Robert Siodmak's schooling in German "expressionist" cinema of the 1930s is put to striking effect in this film noir adapted from Ernest Hemingway's short story (the script is credited to Anthony Veiller although apparently both John Huston and Richard Brooks worked on it).

The film opens with the gangland killing of Ole "The Swede" Anderson (Burt Lancaster in his film debut) by two hitmen, (Charles McGraw and William Conrad) and then proceeds to unfold the story behind the event in  a series of flashbacks. This opening sequence, which closely follows the novel, provides a superb play of light and dark, raking camera angles and melodramatic poses but the film does not sustain its promise switching to a more conventionally realised effort with the arrival of Jim Reardon, the insurance agent investigating the case because The Swede had a small policy with his company. and who progressively unwinds a dark story of love and betrayal.

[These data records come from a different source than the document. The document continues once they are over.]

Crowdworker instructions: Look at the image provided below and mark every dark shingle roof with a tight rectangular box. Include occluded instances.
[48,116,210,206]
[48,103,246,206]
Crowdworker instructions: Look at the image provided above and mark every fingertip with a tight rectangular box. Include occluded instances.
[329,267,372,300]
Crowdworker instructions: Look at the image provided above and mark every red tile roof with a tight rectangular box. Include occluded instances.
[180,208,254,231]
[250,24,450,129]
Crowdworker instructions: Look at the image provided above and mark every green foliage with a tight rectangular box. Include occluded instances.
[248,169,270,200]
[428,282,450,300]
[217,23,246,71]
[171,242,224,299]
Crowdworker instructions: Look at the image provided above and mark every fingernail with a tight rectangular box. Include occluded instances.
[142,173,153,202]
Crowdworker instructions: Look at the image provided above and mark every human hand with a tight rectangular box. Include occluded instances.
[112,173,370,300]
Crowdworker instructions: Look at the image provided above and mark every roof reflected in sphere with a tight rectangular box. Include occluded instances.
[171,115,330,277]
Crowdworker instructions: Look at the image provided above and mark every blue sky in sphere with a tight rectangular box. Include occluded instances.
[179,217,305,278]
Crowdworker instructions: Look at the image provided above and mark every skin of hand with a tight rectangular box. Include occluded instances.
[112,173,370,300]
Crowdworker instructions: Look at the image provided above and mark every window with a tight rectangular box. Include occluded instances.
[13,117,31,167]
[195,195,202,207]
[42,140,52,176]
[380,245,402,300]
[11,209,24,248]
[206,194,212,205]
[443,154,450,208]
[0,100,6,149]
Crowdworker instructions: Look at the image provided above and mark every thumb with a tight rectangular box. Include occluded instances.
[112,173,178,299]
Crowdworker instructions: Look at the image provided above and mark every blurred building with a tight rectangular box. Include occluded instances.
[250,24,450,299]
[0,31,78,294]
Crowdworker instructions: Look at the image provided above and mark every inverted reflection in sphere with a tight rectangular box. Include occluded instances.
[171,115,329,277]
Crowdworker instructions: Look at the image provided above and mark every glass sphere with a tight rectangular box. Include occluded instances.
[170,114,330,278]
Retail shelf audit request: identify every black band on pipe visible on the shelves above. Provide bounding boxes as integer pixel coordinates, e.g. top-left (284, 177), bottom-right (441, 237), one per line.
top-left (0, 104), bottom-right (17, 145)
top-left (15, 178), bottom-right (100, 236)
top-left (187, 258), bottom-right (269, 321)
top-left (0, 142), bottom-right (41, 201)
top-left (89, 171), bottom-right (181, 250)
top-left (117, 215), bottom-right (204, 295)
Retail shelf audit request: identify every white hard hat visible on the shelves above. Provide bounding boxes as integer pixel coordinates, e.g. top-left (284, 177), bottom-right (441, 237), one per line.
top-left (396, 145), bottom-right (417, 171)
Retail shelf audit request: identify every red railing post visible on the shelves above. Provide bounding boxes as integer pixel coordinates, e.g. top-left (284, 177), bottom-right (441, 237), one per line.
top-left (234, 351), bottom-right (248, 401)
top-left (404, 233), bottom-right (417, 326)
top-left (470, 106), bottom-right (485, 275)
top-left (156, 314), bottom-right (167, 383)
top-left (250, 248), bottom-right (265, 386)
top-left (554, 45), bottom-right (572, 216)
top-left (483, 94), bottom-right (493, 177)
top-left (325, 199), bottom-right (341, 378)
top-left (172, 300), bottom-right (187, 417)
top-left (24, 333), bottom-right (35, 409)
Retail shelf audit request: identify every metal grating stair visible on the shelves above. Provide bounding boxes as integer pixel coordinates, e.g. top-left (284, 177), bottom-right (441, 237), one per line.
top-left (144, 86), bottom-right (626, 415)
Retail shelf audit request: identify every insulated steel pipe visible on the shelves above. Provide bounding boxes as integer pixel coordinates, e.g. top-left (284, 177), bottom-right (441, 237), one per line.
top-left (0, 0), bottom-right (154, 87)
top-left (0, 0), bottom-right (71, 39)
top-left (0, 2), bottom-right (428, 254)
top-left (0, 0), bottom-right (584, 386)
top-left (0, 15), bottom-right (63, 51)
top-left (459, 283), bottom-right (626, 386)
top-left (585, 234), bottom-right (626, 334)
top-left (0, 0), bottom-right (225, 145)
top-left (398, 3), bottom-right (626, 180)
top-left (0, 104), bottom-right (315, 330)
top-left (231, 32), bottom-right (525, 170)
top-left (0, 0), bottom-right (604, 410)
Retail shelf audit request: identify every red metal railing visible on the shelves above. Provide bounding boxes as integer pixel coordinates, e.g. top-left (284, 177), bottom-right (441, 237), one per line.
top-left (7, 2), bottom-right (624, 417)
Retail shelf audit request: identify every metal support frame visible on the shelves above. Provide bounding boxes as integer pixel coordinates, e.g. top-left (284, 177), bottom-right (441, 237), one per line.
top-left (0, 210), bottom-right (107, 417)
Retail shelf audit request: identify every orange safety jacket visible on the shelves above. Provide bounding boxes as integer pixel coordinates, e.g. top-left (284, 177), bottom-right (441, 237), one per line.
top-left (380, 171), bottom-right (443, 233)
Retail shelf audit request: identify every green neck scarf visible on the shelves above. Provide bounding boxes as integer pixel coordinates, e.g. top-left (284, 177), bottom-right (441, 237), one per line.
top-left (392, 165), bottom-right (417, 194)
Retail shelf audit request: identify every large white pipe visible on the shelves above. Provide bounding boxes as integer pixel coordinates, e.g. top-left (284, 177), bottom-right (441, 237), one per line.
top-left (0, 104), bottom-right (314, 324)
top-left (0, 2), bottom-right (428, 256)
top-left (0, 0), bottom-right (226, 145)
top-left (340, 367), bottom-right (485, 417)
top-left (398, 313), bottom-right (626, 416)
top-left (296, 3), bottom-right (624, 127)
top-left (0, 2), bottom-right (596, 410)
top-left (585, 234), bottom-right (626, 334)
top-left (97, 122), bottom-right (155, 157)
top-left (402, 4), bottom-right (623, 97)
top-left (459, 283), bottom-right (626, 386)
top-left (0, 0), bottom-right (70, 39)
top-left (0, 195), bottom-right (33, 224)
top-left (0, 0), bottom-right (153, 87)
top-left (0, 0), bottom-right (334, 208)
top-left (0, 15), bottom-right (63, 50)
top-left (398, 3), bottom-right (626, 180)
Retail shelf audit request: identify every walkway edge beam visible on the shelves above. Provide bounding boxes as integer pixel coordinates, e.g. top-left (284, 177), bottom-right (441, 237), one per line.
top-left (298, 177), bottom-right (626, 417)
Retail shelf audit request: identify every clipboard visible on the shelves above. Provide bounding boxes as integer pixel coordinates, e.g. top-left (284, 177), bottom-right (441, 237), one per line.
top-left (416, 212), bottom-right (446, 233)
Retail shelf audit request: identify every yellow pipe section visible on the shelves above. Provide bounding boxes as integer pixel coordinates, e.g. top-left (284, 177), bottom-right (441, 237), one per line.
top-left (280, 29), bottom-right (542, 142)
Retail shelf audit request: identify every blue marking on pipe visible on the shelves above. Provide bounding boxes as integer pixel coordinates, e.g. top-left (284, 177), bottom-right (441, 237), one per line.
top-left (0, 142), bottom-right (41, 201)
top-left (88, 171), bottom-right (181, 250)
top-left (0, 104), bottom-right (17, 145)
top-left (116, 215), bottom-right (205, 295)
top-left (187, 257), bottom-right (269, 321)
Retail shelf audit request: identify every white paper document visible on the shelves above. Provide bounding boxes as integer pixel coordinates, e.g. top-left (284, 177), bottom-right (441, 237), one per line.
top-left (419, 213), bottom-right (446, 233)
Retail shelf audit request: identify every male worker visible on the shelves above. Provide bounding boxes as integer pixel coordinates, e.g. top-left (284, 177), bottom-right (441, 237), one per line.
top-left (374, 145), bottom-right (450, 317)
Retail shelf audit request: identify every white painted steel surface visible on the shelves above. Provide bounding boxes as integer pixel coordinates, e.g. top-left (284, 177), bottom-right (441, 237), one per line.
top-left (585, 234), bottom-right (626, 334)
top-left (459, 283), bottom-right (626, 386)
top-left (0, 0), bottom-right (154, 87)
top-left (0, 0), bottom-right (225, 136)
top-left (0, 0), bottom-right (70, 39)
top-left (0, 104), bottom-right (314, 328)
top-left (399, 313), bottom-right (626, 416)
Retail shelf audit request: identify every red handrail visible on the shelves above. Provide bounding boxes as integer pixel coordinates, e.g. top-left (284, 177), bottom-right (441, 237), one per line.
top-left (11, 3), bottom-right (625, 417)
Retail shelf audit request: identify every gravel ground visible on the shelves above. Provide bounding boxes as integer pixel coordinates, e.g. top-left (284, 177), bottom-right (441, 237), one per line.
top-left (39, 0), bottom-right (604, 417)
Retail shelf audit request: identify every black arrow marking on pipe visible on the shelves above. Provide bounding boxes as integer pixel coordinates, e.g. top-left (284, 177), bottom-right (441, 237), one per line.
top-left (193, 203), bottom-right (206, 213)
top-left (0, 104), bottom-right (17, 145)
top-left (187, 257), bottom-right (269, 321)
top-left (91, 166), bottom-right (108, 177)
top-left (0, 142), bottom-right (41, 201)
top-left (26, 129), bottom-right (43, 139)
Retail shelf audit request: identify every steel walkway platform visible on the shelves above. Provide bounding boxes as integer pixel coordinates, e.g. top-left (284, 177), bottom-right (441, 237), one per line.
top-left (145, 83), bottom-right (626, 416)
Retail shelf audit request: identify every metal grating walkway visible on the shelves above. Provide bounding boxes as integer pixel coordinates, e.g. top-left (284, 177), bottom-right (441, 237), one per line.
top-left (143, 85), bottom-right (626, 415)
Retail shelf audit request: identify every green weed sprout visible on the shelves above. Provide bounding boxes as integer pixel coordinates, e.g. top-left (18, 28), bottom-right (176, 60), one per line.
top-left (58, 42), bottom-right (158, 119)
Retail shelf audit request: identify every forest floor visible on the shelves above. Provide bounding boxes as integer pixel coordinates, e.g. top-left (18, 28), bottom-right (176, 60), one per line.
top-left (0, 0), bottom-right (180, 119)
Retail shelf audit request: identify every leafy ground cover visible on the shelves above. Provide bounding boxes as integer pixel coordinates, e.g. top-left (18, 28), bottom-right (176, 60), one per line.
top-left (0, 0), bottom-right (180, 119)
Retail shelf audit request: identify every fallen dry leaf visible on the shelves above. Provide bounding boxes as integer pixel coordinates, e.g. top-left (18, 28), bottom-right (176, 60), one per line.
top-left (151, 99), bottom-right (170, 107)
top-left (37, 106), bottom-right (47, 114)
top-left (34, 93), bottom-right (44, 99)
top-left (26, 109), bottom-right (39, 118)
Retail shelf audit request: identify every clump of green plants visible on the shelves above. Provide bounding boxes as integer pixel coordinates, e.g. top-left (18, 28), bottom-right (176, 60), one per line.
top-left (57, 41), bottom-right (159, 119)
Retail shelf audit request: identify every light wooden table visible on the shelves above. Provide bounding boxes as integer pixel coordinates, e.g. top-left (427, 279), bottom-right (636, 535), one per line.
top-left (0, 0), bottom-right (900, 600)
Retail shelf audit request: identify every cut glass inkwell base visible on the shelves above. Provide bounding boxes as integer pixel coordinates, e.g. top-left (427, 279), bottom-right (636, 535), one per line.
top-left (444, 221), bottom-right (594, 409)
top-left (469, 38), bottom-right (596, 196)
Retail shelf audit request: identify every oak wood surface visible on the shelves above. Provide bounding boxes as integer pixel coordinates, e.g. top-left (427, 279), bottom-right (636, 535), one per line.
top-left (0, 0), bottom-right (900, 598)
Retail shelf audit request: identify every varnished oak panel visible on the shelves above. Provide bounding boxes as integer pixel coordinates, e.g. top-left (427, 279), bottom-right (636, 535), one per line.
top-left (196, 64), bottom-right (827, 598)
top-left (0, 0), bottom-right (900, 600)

Reardon is played by Edmond O'Brien an actor to whom, with the exception if The Wild Bunch (1969), I've never warmed (I've never forgiven him for taking down Cody Jarrett in White Heat,1949). Although his role here is similar to Edward G. Robinson's in Double Indemnity (1944) his characteristic performance as compliant minion of law and order is the righteously dull centre of what otherwise is great roster of seedy characters.

The script follows the narrative style of switching back and forth between present and past as each character that Reardon meets recounts their involvement with The Swede and so helps to put together the explanation of his execution. This jerky approach not only inhibits emotional involvement, forcing one to concentrate on who is doing what to who, but becomes increasingly tenuous as the puzzle too-neatly comes together, most notably when in true B-grade fashion, The Swede's colleague in crime, "Blinky" Franklin (Jeff Corey) whilst in a death-bed fever rehearses their robbery for the convenience of Reardon and the police, then promptly expires. The introduction of Lieutenant Sam Lubinsky (Sam Levene) as The Swede's old school-buddy-turned-cop also introduces a jaunty tone which jars with the true noir mood, leaving a palpable split between the often-perfunctory dramatics and Siodmak's melodramatic stylisation of them. That style does however stand for quite a deal and putting the icing and the cherry on the cake there's Ava Gardner as one helluva femme fatale (even though she is way too classy for such a low rent crowd). Lancaster, as he would prove to be so consistently, is compelling in his relatively small role.

FYI: Miklos Rozsa's musical score was later used by the hit TV show Dragnet.